The reason the elimination of essential health benefits in the American Health Care Act (AHCA) is a big deal is that it permits sales of very thin and cheap insurance. I'll let others debate whether that freedom is a good thing. BUT ... the key problem is that the AHCA lets cruddy coverage count as continuous coverage starting in 2020. Therefore, the way you escape the 30% premium surcharge in a following year for not having insurance in the preceding year is to buy cruddy coverage. (And, yes, you can bet there will be a market for it.) This lets people game the system and leaves the AHCA vulnerable to an adverse selection death spiral. States, I think, could protect against this, but would they?
The AHCA backs off two major ideas that were present in the draft leaked a few weeks back. First, there is nothing in it about insurance sales crossing state lines. That’s a win for federalism and, because I never thought interstate sales would do all that much, not a terrible blow to competition. Second, the attempt to tackle the tax preference for employer provided health insurance is gone. That is a terrible mistake. One could fund a lot of health care from reduction of that tax preference. But it is a sacred cow for many and, to mix a metaphor, the Republicans avoided that third rail. At least the plan gets rid of the employer mandate, which was a bad idea from the outset for a variety of reasons.
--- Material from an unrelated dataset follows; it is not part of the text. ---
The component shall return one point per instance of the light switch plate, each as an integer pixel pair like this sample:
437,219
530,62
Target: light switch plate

This bill desperately needs a score from the Congressional Budget Office. It appears to repeal every tax instituted by Obamacare. While that has some appeal, we are also heading for a $30 trillion debt in 10 years that will put our financial situation in the Italy/Portugal zone. While perhaps the AHCA saves some money by capping Medicaid expenditures, I’m not sure where the money to pay for the rest of it is coming from. Obamacare was horribly financed, I would not want to see the AHCA repeat the mistake.